We can do this genome-wide, for every promoter in a cell type, and even under different stimuli or drug treatments. And we can do it on standard academic hardware, not massive clusters. That’s how we’ve uncovered some really interesting regulatory patterns that would have taken years to discover experimentally alone.
—Jeroen de Ridder, Oncode Institute
In practice, PARM enables experiments that would have been impossible with traditional approaches. Researchers can, for instance, perform in silico mutagenesis, systematically changing one base at a time across a promoter and predicting how each alteration affects gene expression. This provides insights into which nucleotides are critical, how transcription factors coordinate, and which sequences might mediate disease-relevant regulatory changes. De Ridder explained, “We can do this genome-wide, for every promoter in a cell type, and even under different stimuli or drug treatments. And we can do it on standard academic hardware, not massive clusters. That’s how we’ve uncovered some really interesting regulatory patterns that would have taken years to discover experimentally alone.”
While this system was created to annotate non-coding mutations in cancer genomes, it has already proven to be far more versatile. By revealing the rules that govern promoter activity, PARM provides a blueprint for understanding gene regulation in virtually any cell type. Researchers can now explore how transcription factors coordinate, predict the effects of mutations or drug treatments, and even design synthetic regulatory sequences — all without performing exhaustive experiments in the lab.

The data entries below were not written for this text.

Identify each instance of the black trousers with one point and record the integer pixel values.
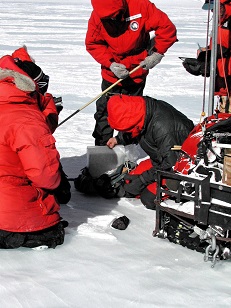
(103, 132)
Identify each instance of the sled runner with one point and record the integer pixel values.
(193, 209)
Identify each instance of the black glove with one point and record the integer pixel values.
(136, 184)
(120, 223)
(196, 67)
(192, 66)
(63, 191)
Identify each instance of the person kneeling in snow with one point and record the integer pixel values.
(157, 127)
(30, 175)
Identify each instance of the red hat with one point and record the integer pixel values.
(22, 54)
(126, 113)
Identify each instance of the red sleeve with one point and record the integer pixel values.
(48, 108)
(35, 146)
(95, 43)
(165, 30)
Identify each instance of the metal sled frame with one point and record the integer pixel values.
(205, 211)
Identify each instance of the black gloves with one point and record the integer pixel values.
(196, 67)
(63, 191)
(136, 184)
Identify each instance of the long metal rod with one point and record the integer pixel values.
(98, 96)
(213, 63)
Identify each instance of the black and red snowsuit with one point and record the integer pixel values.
(157, 127)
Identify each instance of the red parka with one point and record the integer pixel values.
(130, 38)
(223, 49)
(29, 161)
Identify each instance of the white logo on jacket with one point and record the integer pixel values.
(134, 26)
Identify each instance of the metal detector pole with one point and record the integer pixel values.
(98, 96)
(213, 63)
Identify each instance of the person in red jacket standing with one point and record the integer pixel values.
(118, 37)
(30, 175)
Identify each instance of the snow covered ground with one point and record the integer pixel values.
(97, 266)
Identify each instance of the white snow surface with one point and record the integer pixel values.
(97, 266)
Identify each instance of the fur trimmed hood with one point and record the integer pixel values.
(10, 72)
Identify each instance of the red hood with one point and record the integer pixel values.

Looking forward, the team aims to expand the model to incorporate enhancers, epigenetic modifications, and chromatin architecture, moving toward a more complete map of the genome’s regulatory code. By combining high-resolution experimental data with computational modeling, PARM could provide a blueprint for decoding the entire non-coding genome and understanding its role in disease — providing new opportunities for diagnostics, therapies, and precision medicine.